Status in systemd package in Ubuntu:
  Fix Released
Status in systemd source package in Xenial:
  Fix Committed
Status in systemd source package in Yakkety:
  Fix Released
Status in systemd source package in Zesty:
  Fix Released
Status in systemd source package in Artful:
  Fix Released

Bug description:
  [Impact]
  Certain sizes passed to dns_packet_new can cause it to allocate a buffer 
that's too small.

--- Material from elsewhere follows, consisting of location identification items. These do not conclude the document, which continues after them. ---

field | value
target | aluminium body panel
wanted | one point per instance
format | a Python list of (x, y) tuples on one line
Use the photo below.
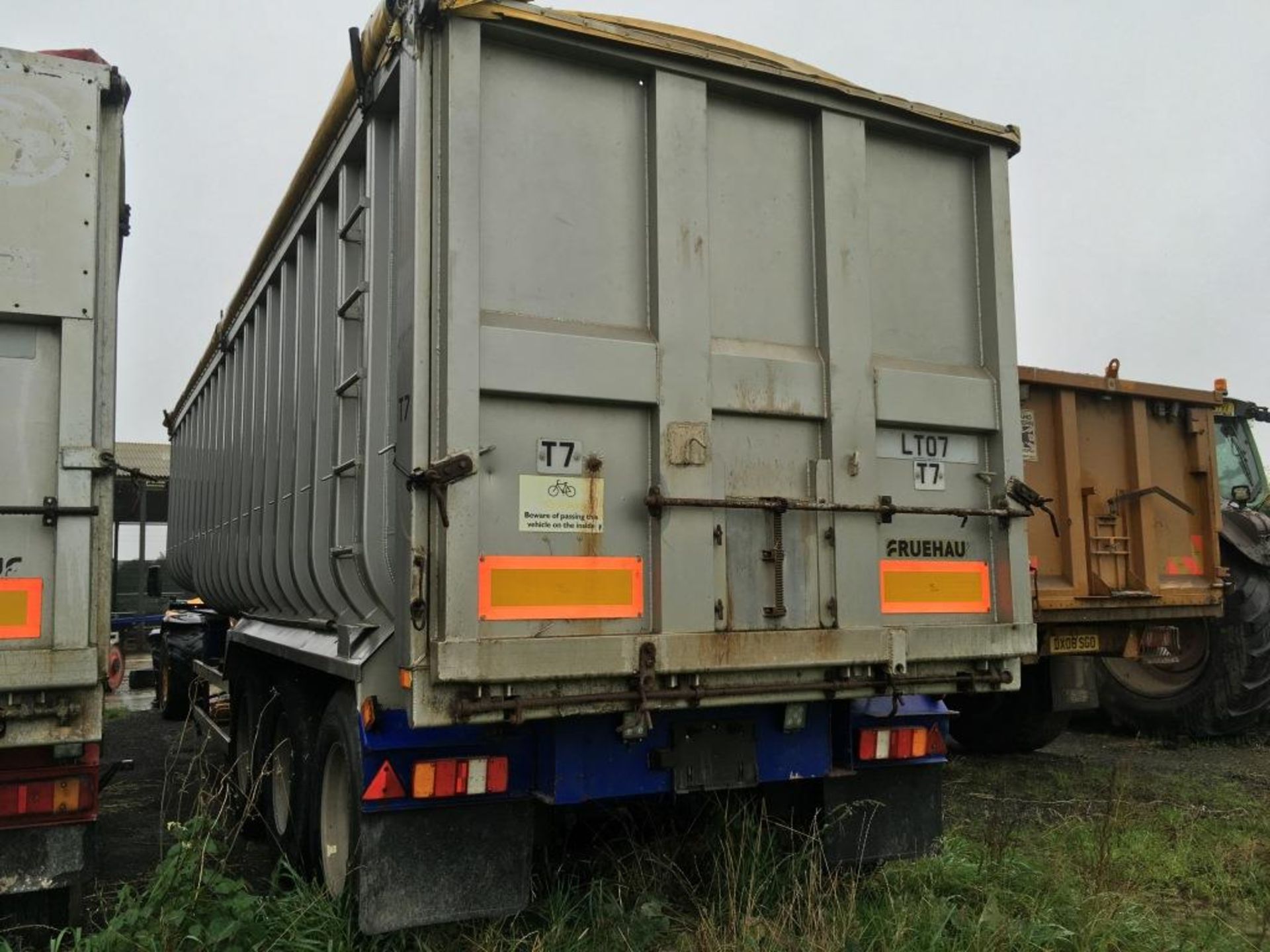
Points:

A page-aligned number - sizeof(DnsPacket) + sizeof(iphdr) + 
sizeof(udphdr) will do this - so, on x86 this will be a page-aligned number - 
80. Eg, calling dns_packet_new with a size of 4016 will result in an allocation 
of 4096 bytes, but 108 bytes of this are for the DnsPacket struct.

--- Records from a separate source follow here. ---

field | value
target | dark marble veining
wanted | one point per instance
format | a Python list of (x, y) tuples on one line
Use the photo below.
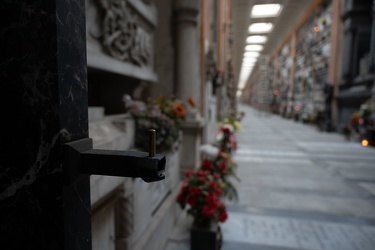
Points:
[(44, 103)]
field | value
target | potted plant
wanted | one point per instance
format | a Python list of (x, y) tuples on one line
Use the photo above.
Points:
[(200, 195), (161, 114)]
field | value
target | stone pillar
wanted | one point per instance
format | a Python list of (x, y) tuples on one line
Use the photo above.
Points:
[(43, 106), (187, 76)]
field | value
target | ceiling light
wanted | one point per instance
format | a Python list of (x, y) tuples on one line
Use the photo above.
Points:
[(256, 39), (265, 10), (251, 54), (249, 59), (254, 47), (260, 27)]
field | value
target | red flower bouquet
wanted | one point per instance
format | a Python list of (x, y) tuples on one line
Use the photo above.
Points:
[(200, 193)]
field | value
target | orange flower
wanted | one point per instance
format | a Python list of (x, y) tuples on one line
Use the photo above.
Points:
[(191, 102), (179, 110)]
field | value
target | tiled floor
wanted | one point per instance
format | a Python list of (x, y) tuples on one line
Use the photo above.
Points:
[(300, 189)]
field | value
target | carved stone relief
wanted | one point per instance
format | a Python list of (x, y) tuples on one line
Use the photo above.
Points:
[(122, 37)]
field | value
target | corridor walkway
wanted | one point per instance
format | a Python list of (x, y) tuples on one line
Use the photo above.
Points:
[(300, 189)]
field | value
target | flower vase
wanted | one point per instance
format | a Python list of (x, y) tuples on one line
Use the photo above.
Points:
[(205, 236)]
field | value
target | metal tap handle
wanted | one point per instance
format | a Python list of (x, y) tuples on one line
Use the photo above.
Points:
[(152, 144)]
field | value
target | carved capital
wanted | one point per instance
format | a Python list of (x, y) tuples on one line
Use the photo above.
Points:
[(122, 38)]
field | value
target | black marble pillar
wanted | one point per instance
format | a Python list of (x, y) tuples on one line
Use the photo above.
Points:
[(43, 105)]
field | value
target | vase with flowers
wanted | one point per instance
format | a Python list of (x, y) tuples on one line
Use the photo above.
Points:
[(200, 193), (224, 167), (163, 115)]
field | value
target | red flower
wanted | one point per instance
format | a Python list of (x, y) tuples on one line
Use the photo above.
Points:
[(208, 211), (206, 164), (180, 197), (189, 173), (201, 173), (191, 200), (225, 130), (195, 190), (218, 191), (212, 200), (212, 184), (223, 166), (223, 216), (201, 179)]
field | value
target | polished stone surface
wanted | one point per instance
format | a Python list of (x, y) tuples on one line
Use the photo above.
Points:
[(300, 189), (44, 102)]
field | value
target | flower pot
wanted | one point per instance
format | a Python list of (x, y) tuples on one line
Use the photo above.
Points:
[(206, 237)]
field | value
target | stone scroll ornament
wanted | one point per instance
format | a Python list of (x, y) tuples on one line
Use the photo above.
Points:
[(121, 37)]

  A malicious DNS server can exploit this by responding with a specially
  crafted TCP payload to trick systemd-resolved in to allocating a
  buffer that's too small, and subsequently write arbitrary data beyond
  the end of it.

  To demonstrate this you can run the attached python script. This is a
  mock DNS server that sends a response where the first two bytes of the
  TCP payload specify a size of 4016 (note, this size is picked to
  trigger an out of bounds write on x86 - you'll probably need to pick a
  different number for x86-64). You'll need to temporarily set your DNS
  server to 127.0.0.1.

  [Testcase]
  Launch the attached script on i386, point resolved at the started dns server, 
execute a dns query via resolved observe that it crashes.
  Upgrade systemd package and observe that resolved no longer crashes.

  [Regression Potential]
  Low, resolved is not used by default in xenial. This is a bug fix to 
resolved, in case somebody does use resolved in xenial.